Bellido-Casado J*, Dufrechou-Negreira E and Munizio-Mello FF
Received: July 09, 2024; Published: July 15, 2024
*Corresponding author: Bellido-Casado J, Emergency Primary Care Department Unit, Institut Català de la Salut, Barcelona Ciutat, Spain
DOI: 10.26717/BJSTR.2024.57.009026
Artificial intelligence (AI) is almost ready to be used in both the outpatient and emergency settings. Right now the clinical use of AI is not spread out because machine learning is nowadays inaccurate and in debate (supervised versus unspervised machine learning), based in actual neural networks; thus several pitfalls must be considered [1]. Related to some basic and conventional medical techniques like ECG, machine learning is developing and promising. For exemple, AI enabled ECG will be routinely performed when prospective clinical studies (clinical trials) shown a clear beneficial over medical direct decision making in early detection of cardíac diseases [2]. However authors prevent from knowing pitfalls that could guide to unsafety and unethical decisions [3]. As an exemple of the following case we can discuss about the potential beneficial of decisions based on wellknown paterns in ECG like The Wellnes patern (Figure 1). Figure 2 shows the ECG patern of the patient one year before. The patient gave permission to use the ECGs.

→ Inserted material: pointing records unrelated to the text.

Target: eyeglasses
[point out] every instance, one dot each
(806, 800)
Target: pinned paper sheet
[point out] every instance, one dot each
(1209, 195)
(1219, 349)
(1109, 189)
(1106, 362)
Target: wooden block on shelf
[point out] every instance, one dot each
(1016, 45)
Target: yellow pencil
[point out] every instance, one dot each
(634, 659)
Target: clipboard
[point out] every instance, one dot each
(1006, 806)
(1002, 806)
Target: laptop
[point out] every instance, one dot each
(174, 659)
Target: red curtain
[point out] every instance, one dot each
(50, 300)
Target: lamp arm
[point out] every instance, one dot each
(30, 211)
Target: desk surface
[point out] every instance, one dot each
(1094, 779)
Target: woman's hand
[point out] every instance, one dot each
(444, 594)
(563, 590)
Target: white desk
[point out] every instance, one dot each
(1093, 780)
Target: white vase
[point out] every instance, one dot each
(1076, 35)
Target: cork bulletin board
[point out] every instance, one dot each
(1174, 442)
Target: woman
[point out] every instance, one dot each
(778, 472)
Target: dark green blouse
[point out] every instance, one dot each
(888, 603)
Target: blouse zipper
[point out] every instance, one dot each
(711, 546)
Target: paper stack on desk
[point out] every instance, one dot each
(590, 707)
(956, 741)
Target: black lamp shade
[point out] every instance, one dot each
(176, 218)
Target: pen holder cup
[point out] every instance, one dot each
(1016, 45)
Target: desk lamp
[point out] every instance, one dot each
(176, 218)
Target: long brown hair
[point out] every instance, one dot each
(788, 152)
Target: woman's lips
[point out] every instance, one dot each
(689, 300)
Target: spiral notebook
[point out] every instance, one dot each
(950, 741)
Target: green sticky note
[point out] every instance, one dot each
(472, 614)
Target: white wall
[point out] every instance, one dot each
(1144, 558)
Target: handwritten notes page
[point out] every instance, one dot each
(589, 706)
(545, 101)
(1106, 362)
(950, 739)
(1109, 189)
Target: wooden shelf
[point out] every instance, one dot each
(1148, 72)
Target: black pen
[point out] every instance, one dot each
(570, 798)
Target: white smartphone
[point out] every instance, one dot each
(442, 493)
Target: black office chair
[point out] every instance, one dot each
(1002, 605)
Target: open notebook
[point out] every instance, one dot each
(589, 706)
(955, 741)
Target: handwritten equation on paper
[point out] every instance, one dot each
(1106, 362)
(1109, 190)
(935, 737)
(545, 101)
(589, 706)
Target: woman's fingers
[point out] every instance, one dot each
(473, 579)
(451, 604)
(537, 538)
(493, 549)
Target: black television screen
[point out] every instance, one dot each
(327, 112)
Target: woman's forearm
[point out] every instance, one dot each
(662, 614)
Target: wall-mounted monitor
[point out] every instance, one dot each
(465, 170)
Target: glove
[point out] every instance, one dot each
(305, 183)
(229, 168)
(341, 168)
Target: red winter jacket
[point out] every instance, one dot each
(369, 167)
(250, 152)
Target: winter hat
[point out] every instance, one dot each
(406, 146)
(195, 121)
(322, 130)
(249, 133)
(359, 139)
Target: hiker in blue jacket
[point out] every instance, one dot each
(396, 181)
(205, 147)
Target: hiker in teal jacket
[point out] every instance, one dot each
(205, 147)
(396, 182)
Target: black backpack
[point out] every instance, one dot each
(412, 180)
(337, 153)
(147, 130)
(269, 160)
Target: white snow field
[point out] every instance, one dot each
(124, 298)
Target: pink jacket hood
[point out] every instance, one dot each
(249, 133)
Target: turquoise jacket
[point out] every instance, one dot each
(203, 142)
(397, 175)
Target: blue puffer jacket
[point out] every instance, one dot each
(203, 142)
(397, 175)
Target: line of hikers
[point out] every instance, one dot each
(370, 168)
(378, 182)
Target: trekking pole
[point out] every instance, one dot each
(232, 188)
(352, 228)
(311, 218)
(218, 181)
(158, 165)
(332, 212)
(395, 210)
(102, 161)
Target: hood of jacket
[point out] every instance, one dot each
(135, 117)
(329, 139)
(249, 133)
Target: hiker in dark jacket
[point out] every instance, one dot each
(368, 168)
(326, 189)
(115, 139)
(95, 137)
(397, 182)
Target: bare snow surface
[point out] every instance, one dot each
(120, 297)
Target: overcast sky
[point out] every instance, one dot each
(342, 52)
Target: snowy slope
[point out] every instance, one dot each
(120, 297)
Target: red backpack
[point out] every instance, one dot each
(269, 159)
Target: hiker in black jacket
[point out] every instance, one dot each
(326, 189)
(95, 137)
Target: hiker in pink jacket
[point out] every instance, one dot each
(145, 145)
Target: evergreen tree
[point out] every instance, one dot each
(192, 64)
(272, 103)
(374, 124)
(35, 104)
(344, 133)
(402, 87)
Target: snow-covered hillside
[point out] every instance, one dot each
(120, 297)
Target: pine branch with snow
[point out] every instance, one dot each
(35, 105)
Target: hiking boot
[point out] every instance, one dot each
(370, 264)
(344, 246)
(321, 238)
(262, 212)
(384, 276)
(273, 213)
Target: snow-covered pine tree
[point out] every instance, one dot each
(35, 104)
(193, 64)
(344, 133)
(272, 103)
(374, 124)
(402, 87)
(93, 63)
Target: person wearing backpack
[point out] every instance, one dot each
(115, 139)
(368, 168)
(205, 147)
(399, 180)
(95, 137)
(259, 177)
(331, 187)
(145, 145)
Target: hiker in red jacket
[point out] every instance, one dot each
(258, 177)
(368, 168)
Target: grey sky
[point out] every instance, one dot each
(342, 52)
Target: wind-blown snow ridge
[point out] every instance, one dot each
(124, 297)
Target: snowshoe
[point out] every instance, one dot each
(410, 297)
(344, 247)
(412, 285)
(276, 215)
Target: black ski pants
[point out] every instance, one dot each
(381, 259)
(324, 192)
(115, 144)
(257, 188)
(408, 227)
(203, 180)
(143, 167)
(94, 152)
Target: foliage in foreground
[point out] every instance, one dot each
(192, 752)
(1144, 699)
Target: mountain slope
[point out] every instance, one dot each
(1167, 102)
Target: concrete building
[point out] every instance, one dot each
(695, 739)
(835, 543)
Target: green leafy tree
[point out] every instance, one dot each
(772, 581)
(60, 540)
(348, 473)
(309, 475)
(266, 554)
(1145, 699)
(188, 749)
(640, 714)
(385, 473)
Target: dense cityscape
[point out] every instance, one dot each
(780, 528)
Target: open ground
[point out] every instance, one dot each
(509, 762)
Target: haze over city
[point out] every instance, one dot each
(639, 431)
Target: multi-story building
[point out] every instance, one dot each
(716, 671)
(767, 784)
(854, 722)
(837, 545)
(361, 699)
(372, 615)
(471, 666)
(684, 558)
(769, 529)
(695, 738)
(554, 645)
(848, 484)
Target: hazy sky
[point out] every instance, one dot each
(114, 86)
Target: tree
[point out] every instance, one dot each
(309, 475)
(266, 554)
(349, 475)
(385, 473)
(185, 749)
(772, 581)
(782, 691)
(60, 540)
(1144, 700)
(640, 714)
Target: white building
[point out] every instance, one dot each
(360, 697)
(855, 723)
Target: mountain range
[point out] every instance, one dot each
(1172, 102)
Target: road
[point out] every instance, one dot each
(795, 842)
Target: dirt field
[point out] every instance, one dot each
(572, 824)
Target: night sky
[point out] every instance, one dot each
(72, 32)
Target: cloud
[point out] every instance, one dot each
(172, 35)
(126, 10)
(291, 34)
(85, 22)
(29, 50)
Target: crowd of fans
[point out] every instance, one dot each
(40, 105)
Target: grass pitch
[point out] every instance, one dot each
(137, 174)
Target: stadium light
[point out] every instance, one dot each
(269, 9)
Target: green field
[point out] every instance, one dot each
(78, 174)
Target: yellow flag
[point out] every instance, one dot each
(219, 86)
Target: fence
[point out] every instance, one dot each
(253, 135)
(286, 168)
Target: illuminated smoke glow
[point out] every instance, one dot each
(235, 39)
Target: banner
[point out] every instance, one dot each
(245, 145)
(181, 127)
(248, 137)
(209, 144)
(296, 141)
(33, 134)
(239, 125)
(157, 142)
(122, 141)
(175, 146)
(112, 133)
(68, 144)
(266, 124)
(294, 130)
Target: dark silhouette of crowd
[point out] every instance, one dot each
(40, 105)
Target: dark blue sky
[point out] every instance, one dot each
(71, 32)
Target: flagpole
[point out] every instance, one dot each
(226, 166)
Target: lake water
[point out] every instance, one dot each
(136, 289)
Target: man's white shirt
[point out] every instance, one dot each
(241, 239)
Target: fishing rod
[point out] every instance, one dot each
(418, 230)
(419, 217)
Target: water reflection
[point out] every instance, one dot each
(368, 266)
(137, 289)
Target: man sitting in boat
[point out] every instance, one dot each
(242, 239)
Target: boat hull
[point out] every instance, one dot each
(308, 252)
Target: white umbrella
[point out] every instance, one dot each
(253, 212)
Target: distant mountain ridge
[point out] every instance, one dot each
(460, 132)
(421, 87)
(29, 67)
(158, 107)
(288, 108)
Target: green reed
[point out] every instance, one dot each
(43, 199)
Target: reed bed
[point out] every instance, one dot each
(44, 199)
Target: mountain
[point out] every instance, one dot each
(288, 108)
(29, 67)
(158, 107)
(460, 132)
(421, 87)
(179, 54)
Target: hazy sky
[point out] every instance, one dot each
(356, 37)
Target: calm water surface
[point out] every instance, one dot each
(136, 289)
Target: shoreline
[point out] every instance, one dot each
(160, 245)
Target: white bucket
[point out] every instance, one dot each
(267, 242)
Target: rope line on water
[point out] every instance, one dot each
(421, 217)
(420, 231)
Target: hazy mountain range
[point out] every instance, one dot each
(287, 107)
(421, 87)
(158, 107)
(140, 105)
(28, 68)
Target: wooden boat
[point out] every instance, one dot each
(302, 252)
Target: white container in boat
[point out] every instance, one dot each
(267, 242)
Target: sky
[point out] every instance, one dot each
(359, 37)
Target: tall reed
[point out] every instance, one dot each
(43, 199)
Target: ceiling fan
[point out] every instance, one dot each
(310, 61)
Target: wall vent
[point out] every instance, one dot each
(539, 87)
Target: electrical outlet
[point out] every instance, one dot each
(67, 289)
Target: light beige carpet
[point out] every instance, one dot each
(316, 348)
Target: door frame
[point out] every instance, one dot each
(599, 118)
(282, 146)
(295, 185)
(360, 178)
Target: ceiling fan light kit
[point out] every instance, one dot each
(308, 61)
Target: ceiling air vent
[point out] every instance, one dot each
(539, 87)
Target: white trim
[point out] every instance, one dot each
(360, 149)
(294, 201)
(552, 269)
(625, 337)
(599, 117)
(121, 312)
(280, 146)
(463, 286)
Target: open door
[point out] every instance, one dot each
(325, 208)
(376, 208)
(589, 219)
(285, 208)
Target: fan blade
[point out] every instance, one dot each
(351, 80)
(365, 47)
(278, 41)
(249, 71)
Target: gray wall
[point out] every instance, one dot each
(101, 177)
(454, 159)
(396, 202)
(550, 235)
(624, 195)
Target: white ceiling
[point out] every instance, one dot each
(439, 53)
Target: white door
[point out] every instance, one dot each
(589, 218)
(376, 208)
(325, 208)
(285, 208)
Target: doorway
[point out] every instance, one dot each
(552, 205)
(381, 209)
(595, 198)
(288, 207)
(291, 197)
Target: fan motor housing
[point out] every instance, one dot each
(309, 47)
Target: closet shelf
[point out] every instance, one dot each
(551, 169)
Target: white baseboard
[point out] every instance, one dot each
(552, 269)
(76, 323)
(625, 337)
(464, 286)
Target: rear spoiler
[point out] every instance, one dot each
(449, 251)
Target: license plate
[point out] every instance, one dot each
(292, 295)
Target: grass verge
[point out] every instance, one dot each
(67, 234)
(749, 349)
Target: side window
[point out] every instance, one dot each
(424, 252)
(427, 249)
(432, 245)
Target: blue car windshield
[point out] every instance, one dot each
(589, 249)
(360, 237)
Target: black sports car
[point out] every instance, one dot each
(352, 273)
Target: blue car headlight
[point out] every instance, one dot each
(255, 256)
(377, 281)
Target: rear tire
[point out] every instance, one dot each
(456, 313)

78 years old, caucasian, male. He arrived at the emergency room with with intermittent chest pain suffering from the las three weeks. The pain began when walking and subsided at rest. The ECGs howed negative T waves from V1 to V4 (Wellens pattern) (Figure 1) with negative troponins. An Acute non-ST coronary syndrome code was activated immediately and a radial coronary angiography was performed. A 3-vessel coronary artery disease, TCd 30-30%, DAp-m 90%, D1 80%, OM1 70%, OM2 90%CDm 70-90% was shown. He went to surgical revascularization and triple coronary bypass with extracorporeal circulation was performed. He recovered completely with a FE 45% and discharged with medical treatment and cardiology control. In this case the Wellnes ECG patern was immediately recognised by the doctor when it confronted to the normal patient’s ECG patern, so he activated the emergency code to perform an haemodinamic procedeure in the cardiologist unit. On the other hand, we think that a deep learning model ECG realised by AI (deep neural networks) performed in the case above mentioned would had made the same clinical decision without confronting to the previously known patern of the patient. Although ECG interpretability of the AI decision is the most probably guarantee, the complete explainability to the patient in this case would be a more complex decision if no patient preferences of managing are considered by deep neural networks. Intense debate about human decison making or AI decison making is currently undefined.